Former horse racing course in Hempstead, New York

Newmarket Course was a horse racing track in what is now Garden City, Nassau County, Long Island, New York. Opened in 1665, it was the first race track to be built in the Province of New York, and it closed in the nineteenth century.

==History==
The Newmarket Course was established in the area of present-day Garden City, New York, within the Town of Hempstead. It was the earliest race track built in the Province of New York (now New York State) while under English control in the American colonies. Only a few miles separated the former track from present-day Belmont Park in Elmont.

When the English ousted the Dutch during the conquest of New Netherland in 1664, the main settlement, New Amsterdam, was renamed the New York Colony. Colonel Richard Nicholls, the first Colonial Governor of New York, established the province's first race course on today's Hempstead Plains on May 1, 1665. The broad plain near the town, level and covered with soft grass, was called "Salisbury Plain" after its English namesake. Nicholls, in February 1665, called a public meeting and ordered the measuring of a two-mile course on the level prairie. Noting the plains' natural suitability for horse racing, he launched an annual horse race with a silver crown or a bushel of wheat for the winner.

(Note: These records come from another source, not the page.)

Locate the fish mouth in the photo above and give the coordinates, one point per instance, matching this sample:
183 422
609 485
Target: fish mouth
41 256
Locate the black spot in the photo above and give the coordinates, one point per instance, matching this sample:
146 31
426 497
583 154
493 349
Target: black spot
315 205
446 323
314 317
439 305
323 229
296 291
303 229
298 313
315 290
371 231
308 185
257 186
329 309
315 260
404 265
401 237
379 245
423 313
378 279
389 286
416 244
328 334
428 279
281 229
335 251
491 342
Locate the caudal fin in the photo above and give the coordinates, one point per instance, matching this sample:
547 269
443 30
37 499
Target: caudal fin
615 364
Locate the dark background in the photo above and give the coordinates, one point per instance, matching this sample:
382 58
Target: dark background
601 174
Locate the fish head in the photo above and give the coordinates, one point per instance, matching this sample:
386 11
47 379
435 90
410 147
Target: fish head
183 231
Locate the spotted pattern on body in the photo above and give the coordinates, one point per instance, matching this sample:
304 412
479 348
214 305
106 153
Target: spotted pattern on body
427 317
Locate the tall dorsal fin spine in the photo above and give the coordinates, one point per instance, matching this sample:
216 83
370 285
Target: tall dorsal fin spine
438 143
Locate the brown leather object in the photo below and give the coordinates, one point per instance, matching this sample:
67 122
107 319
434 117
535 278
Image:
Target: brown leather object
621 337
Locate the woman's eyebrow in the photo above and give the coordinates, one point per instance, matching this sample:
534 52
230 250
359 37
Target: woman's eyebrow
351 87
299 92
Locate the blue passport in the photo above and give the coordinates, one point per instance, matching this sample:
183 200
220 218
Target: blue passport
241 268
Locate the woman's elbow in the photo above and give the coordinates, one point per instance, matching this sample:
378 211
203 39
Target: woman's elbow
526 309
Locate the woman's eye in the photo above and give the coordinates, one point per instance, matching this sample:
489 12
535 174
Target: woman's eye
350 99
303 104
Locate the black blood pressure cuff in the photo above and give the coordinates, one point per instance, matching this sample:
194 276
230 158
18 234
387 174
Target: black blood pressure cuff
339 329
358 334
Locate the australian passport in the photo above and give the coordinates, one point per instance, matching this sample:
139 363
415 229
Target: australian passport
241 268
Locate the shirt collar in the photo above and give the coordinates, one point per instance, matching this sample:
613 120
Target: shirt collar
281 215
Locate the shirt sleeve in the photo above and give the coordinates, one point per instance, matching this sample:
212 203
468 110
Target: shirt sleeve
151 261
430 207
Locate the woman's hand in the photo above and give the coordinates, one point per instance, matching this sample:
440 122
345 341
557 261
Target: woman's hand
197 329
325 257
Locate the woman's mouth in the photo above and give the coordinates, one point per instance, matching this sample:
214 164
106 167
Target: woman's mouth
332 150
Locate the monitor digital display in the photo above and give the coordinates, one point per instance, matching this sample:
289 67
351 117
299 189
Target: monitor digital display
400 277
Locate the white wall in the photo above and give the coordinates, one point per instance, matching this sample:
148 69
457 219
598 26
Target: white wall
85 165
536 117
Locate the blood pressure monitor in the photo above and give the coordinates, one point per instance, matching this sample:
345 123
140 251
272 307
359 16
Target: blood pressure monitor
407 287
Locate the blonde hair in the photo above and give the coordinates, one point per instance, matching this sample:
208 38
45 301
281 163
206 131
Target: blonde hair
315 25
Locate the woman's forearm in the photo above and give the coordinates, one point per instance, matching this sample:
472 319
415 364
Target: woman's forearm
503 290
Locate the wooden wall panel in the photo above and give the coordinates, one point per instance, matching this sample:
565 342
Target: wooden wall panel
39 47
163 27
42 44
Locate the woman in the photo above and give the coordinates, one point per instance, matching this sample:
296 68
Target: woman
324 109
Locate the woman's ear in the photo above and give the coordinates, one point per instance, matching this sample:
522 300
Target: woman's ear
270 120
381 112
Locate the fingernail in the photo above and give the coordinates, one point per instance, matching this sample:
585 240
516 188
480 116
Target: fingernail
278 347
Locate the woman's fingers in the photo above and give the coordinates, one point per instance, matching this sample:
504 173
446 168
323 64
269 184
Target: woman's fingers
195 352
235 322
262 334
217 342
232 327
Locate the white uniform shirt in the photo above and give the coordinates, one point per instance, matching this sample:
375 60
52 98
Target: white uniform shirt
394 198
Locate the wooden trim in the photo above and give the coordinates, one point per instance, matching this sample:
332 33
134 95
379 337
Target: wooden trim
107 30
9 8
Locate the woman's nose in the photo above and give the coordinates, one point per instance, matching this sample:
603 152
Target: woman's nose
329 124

He intended to promote horse breeding in the New York province. Nicolls criticized the Flemish horse breed, judging it better for "slow labor than fleetness or display."

In honor of King Charles II's favorite English track, Richard Nicholls named the course after Newmarket Racecourse in Newmarket, Suffolk. The Newmarket name was used again for a race course built in South Carolina in 1760, and later for another in Virginia.

The first race at the newly established Newmarket Course took place in 1665 under the governor's supervision. The site hosted races for at least 100 years following that race. On the two-mile grass course, horses raced in pairs, and the day’s last event determined the fastest. For over a century, the governor with his suite and council, New York's high officials, city gentry, and Long Island farmers met at the grounds—first yearly, then at spring and fall meetings.

Governor Francis Lovelace, New York's second English governor, carried on Nicolls's horse racing initiatives. In 1669, the colonial governor directed Hempstead justices to collect subscriptions from those interested in competing. Col. Lovelace instructed that a race be held every May and that subscriptions be sent to Captain Silvester Salisbury. As the Governor of New York from 1668 to 1673, he increased both annual prizes and race numbers and helped establish the Beaver Pond course.

In 1670, from England, Daniel Denton wrote: "Toward the middle of the island (Long Island), lies a plain 16 miles long and four miles broad, where you will find neither stick nor stone to hinder the horses' heels or endanger them in their races, and twice a year the best horses in the land are brought hither to test their swiftness."

An association organized in 1804 to remodel the old Newmarket Course, but by 1809, lacking funds and unable to control an unfenced track, they replaced it with a fenced course a mile north, keeping the original name.

The Newmarket Course was Long Island's principal race track until the spring of 1821, when an act of the New York Legislature permitted horse speed trials in Queens County during the months of May and October.

==Closure==
In April 1827, Daniel Bedell, Butler Coles, and Thomas Jones applied to the town for a ten-year lease of sixty acres on the common plains near the former Newmarket Course, at a price to be mutually agreed on. The site of the former race track is located near the New Hyde Park LIRR station on land that is now occupied by New Hyde Park Road, Clinch Avenue and Newmarket Road.

In Garden City, New York, a plaque commemorates the Newmarket Course's site. Located at the intersection of Stewart and Hilton avenues, the plaque was dedicated on May 14, 1966 by the New York Racing Association (NYRA) to commemorate the 300th anniversary of the start of horse racing in the United States. In 1999, NYRA presented the village of Garden City with a furlong marker from Belmont Park, which was mounted near the plaque on the village green.